But neither “-chen” nor “-lein” stuck. Then, listening to the rhythm of his footsteps, he began turning assonances and rhythms over in his mind, a familiar exercise that reduced his external world to the radius of his fedora—and a mute keyboard of words began fidgeting its keys.
The shock of someone’s shoulder against his shoulder upset a line: Dropping rhymes, the poet raised his eyes and looked around. He had gone well past his entrance. Suddenly he felt—like heavy weights tied to his knees—his exhaustion. Unding mulled the irksome sum: two times two hundred made a dead loss of four hundred steps—his only reward.
Ernst Unding was hardly a regular reader of the morning papers. But after his parting conversation with Munchausen, he happened to see a three-line item about a member of the diplomatic corps, Baron von M., having left on the express—on some mysterious errand—for London. Then a week later the large type of a dispatch announced the successful agency in influential English circles of von M. The name’s remaining letters seemed to have vanished in the London fog. Unding put the paper aside with a smile. Further reports went past him: he caught cold and took to his bed where he lay oblivious of events for five or six weeks. When he had recovered strength enough to creep to the casement and open it, he met a sunny blast of spring air. From below, ricocheting off walls, came the rivalrous voices of newspaper boys. Leaning over the sill, Unding caught first the end, then the beginning, then the whole cry:
“Extra! Extra! Baron Munchausen on Karl Marx!”
“Munchausen on . . .”
The wind began to blow. The convalescent closed the window and, breathing hard, let himself down into a chair. His lips articulated the soundless words: “Here we go.”
•
Meanwhile, Baron Munchausen, safely arrived in London, was being received, as he put it, with extreme solicitude by the local fogs. The fogs served him humbly and faithfully. He could fill heads full of them more deftly than an expert milkmaid decanting her ware into canisters.
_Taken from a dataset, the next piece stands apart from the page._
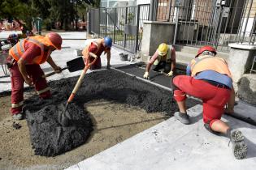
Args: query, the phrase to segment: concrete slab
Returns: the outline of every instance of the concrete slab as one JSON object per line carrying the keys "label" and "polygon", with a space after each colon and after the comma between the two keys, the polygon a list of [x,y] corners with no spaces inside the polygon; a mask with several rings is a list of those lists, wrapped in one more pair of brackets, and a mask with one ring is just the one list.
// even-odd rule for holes
{"label": "concrete slab", "polygon": [[254,169],[255,126],[223,117],[243,132],[248,143],[248,158],[237,160],[227,138],[204,129],[202,109],[196,105],[188,111],[191,125],[171,117],[67,169]]}
{"label": "concrete slab", "polygon": [[[2,32],[0,32],[2,33]],[[2,35],[9,35],[10,32],[8,33],[5,33]],[[64,35],[64,36],[66,36],[66,38],[69,38],[72,39],[72,37],[76,37],[78,36],[78,35],[75,36],[72,36],[72,34],[74,32],[59,32],[62,36],[63,34]],[[81,34],[81,36],[83,36],[85,34],[85,32],[79,32]],[[0,35],[1,36],[1,35]],[[1,36],[0,36],[1,37]],[[85,47],[85,44],[88,44],[88,42],[91,41],[90,40],[63,40],[63,49],[62,50],[59,51],[59,50],[55,50],[52,53],[51,57],[53,58],[53,60],[55,62],[55,63],[61,66],[61,67],[64,67],[66,66],[66,62],[67,61],[72,60],[76,57],[77,57],[77,56],[76,55],[76,49],[83,49]],[[117,49],[115,47],[111,48],[111,65],[113,67],[115,66],[125,66],[125,65],[128,65],[130,62],[128,61],[121,61],[119,58],[119,53],[128,53],[129,56],[132,56],[132,53],[127,53],[127,52],[124,52],[124,50]],[[102,59],[102,67],[106,67],[106,56],[102,54],[101,56],[101,59]],[[133,63],[136,62],[133,62]],[[51,72],[53,71],[52,68],[50,67],[50,66],[48,63],[45,63],[41,65],[41,67],[42,68],[42,70],[45,71],[45,73],[47,72]],[[91,70],[88,70],[88,72],[89,73]],[[54,75],[52,75],[51,77],[47,78],[48,81],[52,81],[52,80],[57,80],[57,79],[64,79],[64,78],[67,78],[67,77],[73,77],[76,75],[80,75],[81,73],[81,71],[76,71],[73,73],[70,73],[68,70],[63,70],[61,74],[56,74]],[[2,68],[0,67],[0,76],[4,75],[3,71],[2,70]],[[7,77],[7,78],[1,78],[0,79],[1,81],[11,81],[11,78],[10,77]],[[24,84],[25,87],[28,87],[27,84]],[[1,83],[1,87],[0,87],[0,92],[1,91],[11,91],[11,83]]]}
“Horses and voters,” the baron liked to say among friends, “if you do not put blinkers on them, they will throw you into the nearest ditch. I have always admired Teniers’s* technique of allowing black to become white and white to grade into black: through gray. Neutral tones in painting, neutrality in politics, and let the Johns, Günthers, and Pierres go on goggling into the fog: ‘What is that? The moon or a streetlamp?’ ”
However, these paradoxes rarely set foot outside the three-story cottage on Bayswater Road where the baron was now ensconced. He had deliberately chosen a house at some distance from rackety Charing Cross, with its waves upon waves of people. Behind the cottage were the wide and not too noisy streets of Paddington, while from the top-floor windows one could see, beyond the long wrought-iron railings, the silent walks of Kensington Gardens: in winter, the trees were festooned with cottony tufts of snow; in summer, under those same trees, the paths of saffron sand were dappled with shadows like inkblots.
Once settled, Baron Munchausen had the small front garden dug up; in place of the parterre of patterned flowers and greensward running up to the cottage’s red bricks, he planted with his own hands the Turkey-bean seeds he had brought with him in a little antique box at the bottom of his portmanteau. After the first few waterings, the beans twined up the façade with supernatural speed, up and up. If at midday they were curling about the first floor, then by nightfall, when a hazy sickle moon cut through the gray-brown fog, the fine spirals of their green whorls had reached the windows of the third-floor study, where the baron was poring over the minute script in some old notebooks by the light of a green-shaded lamp. The beans went on twirling upward with their thread-like tendrils, obviously aiming for the sickle moon. But Munchausen gave the wanderers a stern look and, wagging an admonitory finger, said, “Again?”*
The next morning dumbstruck passersby could only shake their heads as they contemplated the tremendous trellis that, having twirled right up to the roof, had suddenly sagged with its curly green pendants back down to the ground. From that day forth the house on Bayswater Road was known as Mad Bean Cottage.
Munchausen’s daily round confirmed the words of a popular American author: “The world is managed by people who do about two hours work a day—that is, on the days when they work at all.”* On rising from his bed, the baron usually glanced through the morning papers, drank a cup of coffee mehr weiss,[1] and, having smoked his first pipe, exchanged his carpet slippers for a pair of pointed gaiters. Then he went out for an airing. To start, he went on foot: strolling through green-leaved Kensington from north gate to west. He liked to see the many-colored sunbeams gamboling along the paths, the sand castles, and the tiny tadpoles being read to by superannuated English misses from large-lettered picture books of fairy tales. Curving away to the left were the shimmering gray scales of the Serpentine.